Ann Coulter says Delta is the 'worst airline in America' because she had to switch seats

The conservative TV personality went on a two-hour-long Twitter rant over the incident.

Ann Coulter is on another Twitter tirade, but this time the topic isn't political.

The conservative author unleashed a series of tweets Saturday calling Delta the "worst airline in America."

Apparently, Coulter was asked to switch seats on a Delta flight from New York LaGuardia to Palm Beach International Saturday, even though she had pre-booked her ticket and paid for extra leg room (she's six feet tall.)

Coulter – who has 1.6 million followers on Twitter – says that the flight attendant didn't offer an explanation for the seat swap.

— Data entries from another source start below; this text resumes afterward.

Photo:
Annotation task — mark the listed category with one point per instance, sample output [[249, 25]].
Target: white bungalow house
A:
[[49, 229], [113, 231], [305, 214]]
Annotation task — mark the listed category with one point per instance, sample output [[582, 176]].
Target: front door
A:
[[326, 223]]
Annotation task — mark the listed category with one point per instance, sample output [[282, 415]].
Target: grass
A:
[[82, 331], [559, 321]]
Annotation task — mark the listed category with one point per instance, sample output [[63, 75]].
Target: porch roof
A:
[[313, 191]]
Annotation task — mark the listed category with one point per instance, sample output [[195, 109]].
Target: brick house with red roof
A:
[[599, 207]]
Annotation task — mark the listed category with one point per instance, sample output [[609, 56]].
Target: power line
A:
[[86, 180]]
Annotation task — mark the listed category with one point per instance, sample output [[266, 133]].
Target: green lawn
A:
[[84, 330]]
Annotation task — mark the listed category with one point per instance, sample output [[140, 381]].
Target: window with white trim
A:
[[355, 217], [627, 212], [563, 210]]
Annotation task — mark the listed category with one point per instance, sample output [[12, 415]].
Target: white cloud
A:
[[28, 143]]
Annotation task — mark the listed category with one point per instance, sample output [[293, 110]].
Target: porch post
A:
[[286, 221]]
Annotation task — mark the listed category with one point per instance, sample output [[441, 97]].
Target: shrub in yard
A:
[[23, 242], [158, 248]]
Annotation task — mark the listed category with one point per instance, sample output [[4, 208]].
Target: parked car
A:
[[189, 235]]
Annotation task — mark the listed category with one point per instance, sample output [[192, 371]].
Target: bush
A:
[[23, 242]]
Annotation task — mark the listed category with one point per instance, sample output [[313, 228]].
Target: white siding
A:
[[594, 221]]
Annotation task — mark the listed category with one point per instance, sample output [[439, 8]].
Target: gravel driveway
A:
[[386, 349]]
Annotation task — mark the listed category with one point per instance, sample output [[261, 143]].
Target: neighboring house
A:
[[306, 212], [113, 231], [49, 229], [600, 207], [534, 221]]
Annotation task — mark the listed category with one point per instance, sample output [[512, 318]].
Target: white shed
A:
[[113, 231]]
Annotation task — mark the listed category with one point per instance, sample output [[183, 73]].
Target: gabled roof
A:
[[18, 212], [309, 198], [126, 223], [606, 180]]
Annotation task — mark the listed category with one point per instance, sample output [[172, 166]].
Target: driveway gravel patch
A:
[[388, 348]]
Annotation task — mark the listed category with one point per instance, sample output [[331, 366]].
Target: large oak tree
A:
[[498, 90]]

She became even more infuriated when the person who took her seat was "some woman" and "not elderly, child, or sick."

Coulter went so far as to tweet a photo of the woman who took her spot.

Coulter's whole rant lasted about two hours, during which she also complained about the flight's WiFi, saying it didn't work, "probably to prevent passengers from tweeting from the plane about how they're being treated."

The tweets also allege that Delta didn't apologize to the Republican pundit or offer any form of compensation for making her change seats.

Delta responded three minutes after Coulter's last tweet, apologizing in a couple tweets signed by "HJB."

Coulter never tweeted to say where her new seat was on the plane or whether she still got the extra leg room she'd paid for.

But a Delta spokesman told Forbes the change was a pretty small one.

“It appears her new seat was in the same row, just not the exact seat she had selected,” the spokesman said Sunday morning.

"We are aware of the customer's comment, and reaching out directly to her to address the complaint," he added.

Delta’s relationship with Minnesota

Delta is based in Atlanta, but is a huge player at Minneapolis-St. Paul International Airport. MSP is considered one of the airline’s hubs, and it’s one of the biggest airlines there.

Delta has about 80,000 employees worldwide – about 8,500 of them in Minnesota, the state’s economics department says, making them one of the largest employers.